Organization rules

To organize an unformatted dataset according to a specification, user instructions are required. These can be mentioned as rules using supported keywords. This document will list all supported rules that will support the organization task. Multiple dataset rules can be mentioned in a single config by separating them with ---.

A minimal rule config to copy all files but one looks like this:

source: "/path/to/data"
destination: "/path/to/destination"
pattern: ".*"
tag_rules:
  - name: filename
    pattern: "(.*)\\."
  - name: extension
    pattern: "(\\.[^/\\\\]+)$"
skip:
  - ignore_this_file

The above rules can be used to organize a dataset with organize():

# Organize according to a specification
specification.organize(rules_loaded_as_dict)

Top-level keys

source

The root directory where data is present.

destination

The directory in which to store the organized data.

pattern

All source directory contents matching this will be considered for organization.

overwrite

Boolean value indicating whether to overwrite data if exists.

add

Add common files directly to each matched source directory content. The add key consists of a sequence of path and position entries.

path

Path to the common file.

position

Position at which to add the common file.
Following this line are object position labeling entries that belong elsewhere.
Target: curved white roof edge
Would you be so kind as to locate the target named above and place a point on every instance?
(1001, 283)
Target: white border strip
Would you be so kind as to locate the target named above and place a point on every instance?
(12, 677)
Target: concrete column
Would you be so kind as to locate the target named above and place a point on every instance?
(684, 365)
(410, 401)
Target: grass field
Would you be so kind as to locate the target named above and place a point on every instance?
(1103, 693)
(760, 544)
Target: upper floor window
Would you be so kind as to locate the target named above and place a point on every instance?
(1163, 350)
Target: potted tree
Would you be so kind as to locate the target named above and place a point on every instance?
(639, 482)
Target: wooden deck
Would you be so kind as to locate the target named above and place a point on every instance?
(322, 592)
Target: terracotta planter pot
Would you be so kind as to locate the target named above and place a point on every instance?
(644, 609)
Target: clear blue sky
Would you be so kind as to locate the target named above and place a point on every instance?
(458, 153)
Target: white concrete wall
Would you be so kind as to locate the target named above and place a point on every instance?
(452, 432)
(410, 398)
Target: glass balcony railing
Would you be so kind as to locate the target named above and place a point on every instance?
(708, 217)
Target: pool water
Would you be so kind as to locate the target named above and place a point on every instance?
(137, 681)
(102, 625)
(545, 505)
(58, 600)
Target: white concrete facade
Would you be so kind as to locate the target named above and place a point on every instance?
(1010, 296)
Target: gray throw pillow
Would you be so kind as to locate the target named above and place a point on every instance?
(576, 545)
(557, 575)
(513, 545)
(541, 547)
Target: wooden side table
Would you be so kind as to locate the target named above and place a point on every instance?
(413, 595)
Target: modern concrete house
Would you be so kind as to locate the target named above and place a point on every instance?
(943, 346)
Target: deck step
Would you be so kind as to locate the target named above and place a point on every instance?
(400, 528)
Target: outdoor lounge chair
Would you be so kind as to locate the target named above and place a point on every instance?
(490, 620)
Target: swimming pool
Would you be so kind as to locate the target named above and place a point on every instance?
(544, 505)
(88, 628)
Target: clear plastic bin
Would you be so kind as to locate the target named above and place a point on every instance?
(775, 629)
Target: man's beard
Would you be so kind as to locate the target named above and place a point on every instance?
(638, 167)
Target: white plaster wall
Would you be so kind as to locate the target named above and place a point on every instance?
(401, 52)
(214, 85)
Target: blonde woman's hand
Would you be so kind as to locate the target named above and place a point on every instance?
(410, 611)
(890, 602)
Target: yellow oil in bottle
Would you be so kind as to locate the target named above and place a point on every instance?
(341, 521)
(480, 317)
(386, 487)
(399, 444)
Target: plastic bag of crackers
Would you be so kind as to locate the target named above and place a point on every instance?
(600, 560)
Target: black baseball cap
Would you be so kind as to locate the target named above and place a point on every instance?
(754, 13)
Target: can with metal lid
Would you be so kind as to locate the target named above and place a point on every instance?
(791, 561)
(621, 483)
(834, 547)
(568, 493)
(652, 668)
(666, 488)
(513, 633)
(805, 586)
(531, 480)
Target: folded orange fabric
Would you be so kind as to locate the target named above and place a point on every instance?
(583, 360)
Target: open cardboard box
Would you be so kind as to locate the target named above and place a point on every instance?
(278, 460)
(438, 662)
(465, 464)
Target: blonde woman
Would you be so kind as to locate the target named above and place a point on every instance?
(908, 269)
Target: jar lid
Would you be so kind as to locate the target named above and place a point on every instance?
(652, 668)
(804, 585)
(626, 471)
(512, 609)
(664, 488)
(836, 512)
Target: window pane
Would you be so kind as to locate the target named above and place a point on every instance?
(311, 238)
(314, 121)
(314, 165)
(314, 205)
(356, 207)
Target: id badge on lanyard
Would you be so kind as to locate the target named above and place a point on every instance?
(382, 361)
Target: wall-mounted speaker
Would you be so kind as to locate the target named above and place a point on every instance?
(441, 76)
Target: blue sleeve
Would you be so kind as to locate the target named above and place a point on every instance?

Valid values are content and fellow. They place the file to be added either inside or at the same level as the matched source directory content respectively.

copy_fellows

Boolean value indicating whether to copy other files present at the same directory level.

skip

Sequence of paths to ignore.

tag_rules

All details regarding inferring tags from filenames in the source directory sit inside the tag_rules key. The tags inferred are used for building the path according to the specification. The tag_rules key consists of a sequence of tag name and pattern entries along with valid rules for each tag.

name

The name of the tag.

pattern

Regex pattern to retreive the tag value from file path.

It is required to have a mandatory single capturing group in the pattern. The captured value is used as the tag value if it passes the rules.

The valid rules that can be used are:

default

The default value to use if no value is captured via pattern.

case

Accepts either upper or lower and accordingly changes the case of the value captured.

length

Mentions the valid length of captured string.

If iffy_prepend is provided, the value is validated again post prefix addition.

iffy_prepend

If the length of the captured string does not equal the length rule, then the iffy_prepend value is added as a prefix to the captured value.

pad

Left pad the captured string using character till it is of length.

Takes a mapping of scalars to scalars with character and length as keys.

value

The value to use for the tag. Overrides captured values if necessary.

replace

If provided, the tag value is replaced by looking up a one-to-one mapping from a csv file.

Takes a sequence of mappings with keys col, with, and from to form the rule.

col

Column name in the mapping that represents the tag. This will be looked up.

with

Column name in the mapping that will be used to replace the value.

from

Path to the mapping csv file.

Important

If a mandatory tag cannot be inferred from the file path, then path building fails and the file is not added to the organized dataset. More info on the tag that could not be inferred can be found in logs.